Error in "from dataiku.snowpark import DkuSnowpark"
I'm trying to use Snowpark within Python recipe.
from dataiku.snowpark import DkuSnowpark
This works in DSS, but when I tried to run this code in local VS Code, it returns error "ModuleNotFoundError: No module named 'dataiku.snowpark'".
I want to edit and run .py script in local VS Code through Dataiku extension.
P.S. I already installed the API packages.
import dataiku, dataikuapi
Operating system used: Windows 10
Answers
-
Turribeach Dataiku DSS Core Designer, Neuron, Dataiku DSS Adv Designer, Registered, Neuron 2023 Posts: 2,043 Neuron
You need to install the Dataiku internal API package for that to work. Have a look at this page:
-
I have already installed the two pakcages.
import dataiku, dataikuapi
I'm able to import dataiku, but not dataiku.snowpark.
-
Turribeach Dataiku DSS Core Designer, Neuron, Dataiku DSS Adv Designer, Registered, Neuron 2023 Posts: 2,043 Neuron
This is an interesting one. It looks like the internal client package doesn't include the snowpark wrapper. From what I can see DSS is loading these from the installation directory. For instance in my system the files are in the following location:
/Users/my_user/Library/DataScienceStudio/kits/dataiku-dss-12.5.0-osx/python/dataiku/snowpark
So I fixed this by copying this snowpark directory to the directory where I got the internal client installed:
/Library/Frameworks/Python.framework/Versions/3.10/lib/python3.10/site-packages/dataiku/
Then I got the Snowflake snowpark package installed (pip3 install snowflake-snowpark-python) and I was able to import dataiku.snowpark in my local Jupyter env:
-
Thank you, I'll take a try, it looks promissing!

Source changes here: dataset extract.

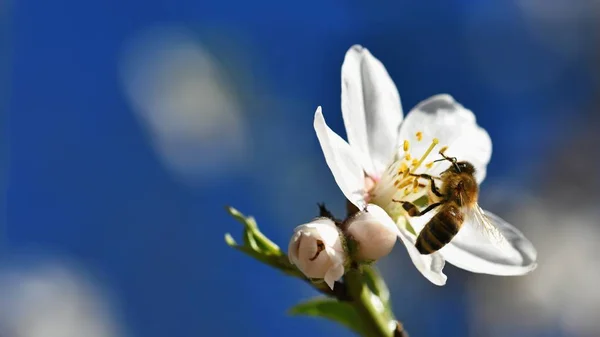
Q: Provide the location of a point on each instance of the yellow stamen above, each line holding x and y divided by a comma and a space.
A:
403, 168
433, 144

Does it imply the package downloaded from this code below does not include Snowpark component?
pip install --trusted-host 10.xxx.xxx.xxx https://10.xxx.xxx.xxx/public/packages/dataiku-internal-client.tar.gz
-
Turribeach Dataiku DSS Core Designer, Neuron, Dataiku DSS Adv Designer, Registered, Neuron 2023 Posts: 2,043 Neuron
Exactly.